We can take steps towards that. Maybe we can have ScopeSim_Data move its data to somewhere else then the site-package directory? Or have two location?

teutoburg commented 1 month ago

I propose to have the same three-layer structure as I did for spextra (IIRC):

  • Use a path explicitly set by the user
  • Use the ScopeSim_Data directory if it is installed
  • Use a default path

That's what skycalc_ipy does now, we could indeed standardize on that, ideally with the slight twist, as you mentioned, that ScopeSim_Data should do something other than modify the site-package directory...

hugobuddel commented 1 month ago

Oh yeah, skycalc_ipy, because we can also not trust ESO :-).

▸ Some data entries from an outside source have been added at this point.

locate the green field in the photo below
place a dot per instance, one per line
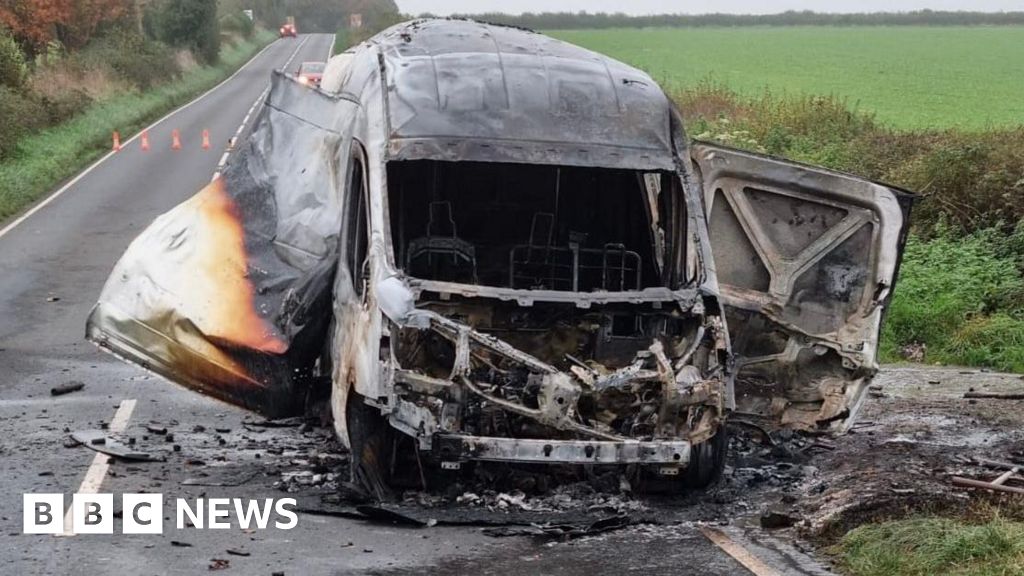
(910, 77)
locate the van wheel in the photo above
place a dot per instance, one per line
(707, 461)
(371, 439)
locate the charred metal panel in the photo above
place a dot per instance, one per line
(226, 292)
(464, 90)
(806, 259)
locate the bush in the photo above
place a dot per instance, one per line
(190, 24)
(951, 295)
(238, 24)
(13, 71)
(141, 63)
(18, 116)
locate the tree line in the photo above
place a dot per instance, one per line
(556, 21)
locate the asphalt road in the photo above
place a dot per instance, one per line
(52, 266)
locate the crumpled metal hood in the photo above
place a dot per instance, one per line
(228, 293)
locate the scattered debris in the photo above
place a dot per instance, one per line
(100, 442)
(774, 519)
(281, 423)
(1000, 484)
(69, 387)
(993, 396)
(561, 531)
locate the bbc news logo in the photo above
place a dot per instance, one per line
(143, 513)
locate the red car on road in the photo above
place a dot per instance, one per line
(310, 73)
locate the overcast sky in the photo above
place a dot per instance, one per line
(698, 6)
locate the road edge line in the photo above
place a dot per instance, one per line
(739, 553)
(42, 204)
(101, 462)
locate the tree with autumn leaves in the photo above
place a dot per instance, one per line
(35, 24)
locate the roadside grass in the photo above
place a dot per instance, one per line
(961, 290)
(924, 546)
(962, 296)
(909, 77)
(43, 160)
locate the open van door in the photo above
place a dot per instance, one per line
(806, 259)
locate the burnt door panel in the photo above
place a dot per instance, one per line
(806, 259)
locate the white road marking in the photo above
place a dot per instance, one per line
(330, 48)
(245, 121)
(92, 166)
(101, 462)
(739, 553)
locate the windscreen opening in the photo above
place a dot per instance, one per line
(528, 227)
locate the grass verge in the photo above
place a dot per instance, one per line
(923, 546)
(45, 159)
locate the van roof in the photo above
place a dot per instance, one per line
(461, 89)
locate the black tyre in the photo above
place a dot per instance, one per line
(372, 441)
(707, 461)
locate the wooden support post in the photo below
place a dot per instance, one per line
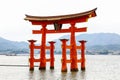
(43, 46)
(64, 65)
(82, 54)
(73, 50)
(51, 55)
(31, 59)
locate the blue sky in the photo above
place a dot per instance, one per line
(14, 27)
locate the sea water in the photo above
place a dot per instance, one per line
(98, 67)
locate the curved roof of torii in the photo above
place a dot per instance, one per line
(62, 18)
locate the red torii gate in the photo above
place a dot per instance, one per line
(71, 19)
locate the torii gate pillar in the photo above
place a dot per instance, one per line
(73, 52)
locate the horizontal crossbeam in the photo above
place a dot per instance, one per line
(84, 29)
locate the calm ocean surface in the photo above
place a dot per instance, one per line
(98, 67)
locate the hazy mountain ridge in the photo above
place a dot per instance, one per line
(96, 42)
(8, 46)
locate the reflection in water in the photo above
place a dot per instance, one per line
(55, 75)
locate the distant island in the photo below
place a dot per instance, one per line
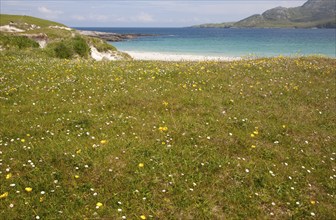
(312, 14)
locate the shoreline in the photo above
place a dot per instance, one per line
(157, 56)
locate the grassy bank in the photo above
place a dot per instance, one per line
(158, 140)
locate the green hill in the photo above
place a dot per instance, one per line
(314, 13)
(48, 38)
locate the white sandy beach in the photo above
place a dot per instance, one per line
(176, 57)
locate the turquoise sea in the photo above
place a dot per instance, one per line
(229, 42)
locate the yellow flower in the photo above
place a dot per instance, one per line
(2, 196)
(28, 189)
(162, 129)
(8, 176)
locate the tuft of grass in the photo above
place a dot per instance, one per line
(249, 139)
(21, 21)
(16, 42)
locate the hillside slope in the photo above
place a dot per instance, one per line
(314, 13)
(52, 39)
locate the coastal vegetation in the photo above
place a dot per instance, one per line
(50, 39)
(81, 139)
(312, 14)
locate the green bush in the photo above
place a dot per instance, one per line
(80, 46)
(63, 51)
(20, 42)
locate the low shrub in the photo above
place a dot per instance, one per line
(19, 42)
(63, 51)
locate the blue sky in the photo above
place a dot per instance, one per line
(141, 13)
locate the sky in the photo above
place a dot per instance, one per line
(141, 13)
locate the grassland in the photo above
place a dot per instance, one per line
(251, 139)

One note: downloading to the ScopeSim_Data directory is also a feature. The nightly job of ScopeSim_Data installs ScopeSim_Data with pip install -e . and then everything is downloaded into the git clone. The job will subsequently create a pull request if there is any new data. So while the behaviour is bad for users, it is also essential :innocent: . But we can manage that.

teutoburg commented 1 month ago

One note: downloading to the ScopeSim_Data directory is also a feature. The nightly job of ScopeSim_Data installs ScopeSim_Data with pip install -e . and then everything is downloaded into the git clone. The job will subsequently create a pull request if there is any new data. So while the behaviour is bad for users, it is also essential 😇 . But we can manage that.

That's fine because ScopeSim_Data is not a PyPI package (yet? idk)...

hugobuddel commented 4 weeks ago

I think we can make ScopeSim_Data a PyPI package. I initially intended it just for internal use, but I have recommended the package to others as well, so making it a PyPI package makes sense to me.